Adam had designed his speech as an emotive guided tour. After building up the suspense with his opening remarks and reaching an interim climax with the slide of Erasmus, he intended to explain, in a few restrained phrases, that the reason for his showing them a picture and not the animal itself was that this was the ape which had abducted his wife. He would then have moved on to a résumé of the scientific documentation.
He did not get beyond his opening remarks. As he opened his mouth and spread his arms wide he became aware of a surge of tension in the hall, a surge that went over his head, directed as it was at something at his back. He turned around.
Behind the assembly hall lay a building that could have been taken for a large greenhouse but was in fact the section visible from the hall of the magnificent enclosure meant to house Homina londiniensis. On the roof of this building stood a figure in a blue coat. Just as Adam turned, the figure stepped one pace backward, began to run and leapt into the air.
It was a stupendous leap. With the deep preparatory bound of a trampolinist, the soar of a human cannonball and a suicidal trajectory aiming straight for the glass wall of the assembly hall.
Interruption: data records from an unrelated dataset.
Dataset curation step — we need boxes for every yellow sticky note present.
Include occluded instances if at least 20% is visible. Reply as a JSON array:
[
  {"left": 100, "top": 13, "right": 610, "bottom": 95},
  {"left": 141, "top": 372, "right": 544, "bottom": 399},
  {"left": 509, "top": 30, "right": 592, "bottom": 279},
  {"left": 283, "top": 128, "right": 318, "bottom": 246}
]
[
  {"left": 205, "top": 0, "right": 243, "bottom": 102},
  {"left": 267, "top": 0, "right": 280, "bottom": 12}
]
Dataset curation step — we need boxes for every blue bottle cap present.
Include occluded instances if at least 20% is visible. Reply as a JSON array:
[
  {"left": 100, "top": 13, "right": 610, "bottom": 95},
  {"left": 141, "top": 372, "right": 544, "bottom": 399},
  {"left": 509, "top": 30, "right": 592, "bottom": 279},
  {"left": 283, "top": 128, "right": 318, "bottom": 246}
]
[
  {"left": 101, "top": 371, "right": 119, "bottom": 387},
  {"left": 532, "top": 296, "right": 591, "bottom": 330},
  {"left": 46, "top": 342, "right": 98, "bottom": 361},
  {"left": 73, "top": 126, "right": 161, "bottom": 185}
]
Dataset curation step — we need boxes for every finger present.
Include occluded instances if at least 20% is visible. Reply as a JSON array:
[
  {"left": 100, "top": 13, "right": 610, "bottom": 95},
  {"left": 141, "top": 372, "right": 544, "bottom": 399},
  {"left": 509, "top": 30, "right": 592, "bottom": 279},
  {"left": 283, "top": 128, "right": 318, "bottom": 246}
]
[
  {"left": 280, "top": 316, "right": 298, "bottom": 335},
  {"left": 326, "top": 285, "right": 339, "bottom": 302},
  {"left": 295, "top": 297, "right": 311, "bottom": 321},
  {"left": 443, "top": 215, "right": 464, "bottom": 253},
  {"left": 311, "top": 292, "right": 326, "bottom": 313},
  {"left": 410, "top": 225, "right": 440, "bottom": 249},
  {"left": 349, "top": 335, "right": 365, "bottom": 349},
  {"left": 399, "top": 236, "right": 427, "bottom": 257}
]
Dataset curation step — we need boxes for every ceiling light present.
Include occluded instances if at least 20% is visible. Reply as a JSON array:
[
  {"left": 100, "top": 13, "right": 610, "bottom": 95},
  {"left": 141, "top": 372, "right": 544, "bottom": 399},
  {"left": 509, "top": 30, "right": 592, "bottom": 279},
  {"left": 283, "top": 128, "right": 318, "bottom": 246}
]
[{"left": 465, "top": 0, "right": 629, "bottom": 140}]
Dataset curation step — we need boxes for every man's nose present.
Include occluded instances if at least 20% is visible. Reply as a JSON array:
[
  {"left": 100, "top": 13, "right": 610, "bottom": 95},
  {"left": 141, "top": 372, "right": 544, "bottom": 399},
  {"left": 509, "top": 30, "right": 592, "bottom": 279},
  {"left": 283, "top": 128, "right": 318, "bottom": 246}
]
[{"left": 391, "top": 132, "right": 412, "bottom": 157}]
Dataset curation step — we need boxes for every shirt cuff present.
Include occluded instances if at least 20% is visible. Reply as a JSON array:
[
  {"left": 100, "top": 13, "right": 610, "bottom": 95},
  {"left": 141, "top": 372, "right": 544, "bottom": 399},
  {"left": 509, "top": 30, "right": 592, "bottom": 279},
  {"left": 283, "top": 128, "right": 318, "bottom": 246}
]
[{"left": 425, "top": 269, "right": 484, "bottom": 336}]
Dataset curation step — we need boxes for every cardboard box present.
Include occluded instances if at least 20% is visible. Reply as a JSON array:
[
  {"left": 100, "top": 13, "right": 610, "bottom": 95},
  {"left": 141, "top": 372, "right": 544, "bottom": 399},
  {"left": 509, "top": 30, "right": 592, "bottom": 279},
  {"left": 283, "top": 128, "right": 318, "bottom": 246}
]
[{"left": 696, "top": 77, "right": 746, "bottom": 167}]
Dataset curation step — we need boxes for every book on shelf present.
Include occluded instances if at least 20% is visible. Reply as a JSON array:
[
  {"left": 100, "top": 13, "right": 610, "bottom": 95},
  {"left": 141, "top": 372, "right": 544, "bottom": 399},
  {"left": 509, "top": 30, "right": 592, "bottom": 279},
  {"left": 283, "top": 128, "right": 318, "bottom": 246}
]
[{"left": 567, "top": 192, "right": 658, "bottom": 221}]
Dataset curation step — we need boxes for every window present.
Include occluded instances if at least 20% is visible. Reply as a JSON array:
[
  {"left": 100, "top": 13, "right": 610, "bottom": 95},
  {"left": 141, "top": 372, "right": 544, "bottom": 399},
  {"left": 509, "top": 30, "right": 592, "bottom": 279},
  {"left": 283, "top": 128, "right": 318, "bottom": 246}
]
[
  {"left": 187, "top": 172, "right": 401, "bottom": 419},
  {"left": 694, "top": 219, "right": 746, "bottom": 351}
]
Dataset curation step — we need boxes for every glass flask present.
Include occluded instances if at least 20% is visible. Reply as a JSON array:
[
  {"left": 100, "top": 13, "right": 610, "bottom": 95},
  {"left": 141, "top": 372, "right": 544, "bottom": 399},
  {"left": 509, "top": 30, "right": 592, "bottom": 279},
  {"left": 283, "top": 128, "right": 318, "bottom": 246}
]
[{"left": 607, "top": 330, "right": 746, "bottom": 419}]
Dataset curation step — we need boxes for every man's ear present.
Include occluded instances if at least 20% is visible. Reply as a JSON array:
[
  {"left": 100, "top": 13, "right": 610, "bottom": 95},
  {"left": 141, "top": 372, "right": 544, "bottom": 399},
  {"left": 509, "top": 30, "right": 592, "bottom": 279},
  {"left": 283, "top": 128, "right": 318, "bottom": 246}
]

The landing was as light as a fly’s on a cube of sugar. The man—for now it could be seen that it was a man—hung for a second from the steel slats. Then he scrambled upward like a sprinter on a flat track, up onto the roof, where a row of windows stood open. To augment the organic lightness of the building the structural framework of the ceiling had been left exposed—a hexagonal system of slender steel piping, not unlike the rudiments of a honeycomb. Along these the blue man swung until he came to one of the cables holding up the light fixtures. Down this cable he slid, to the lamp, and from there he dropped. To land right next to the lectern.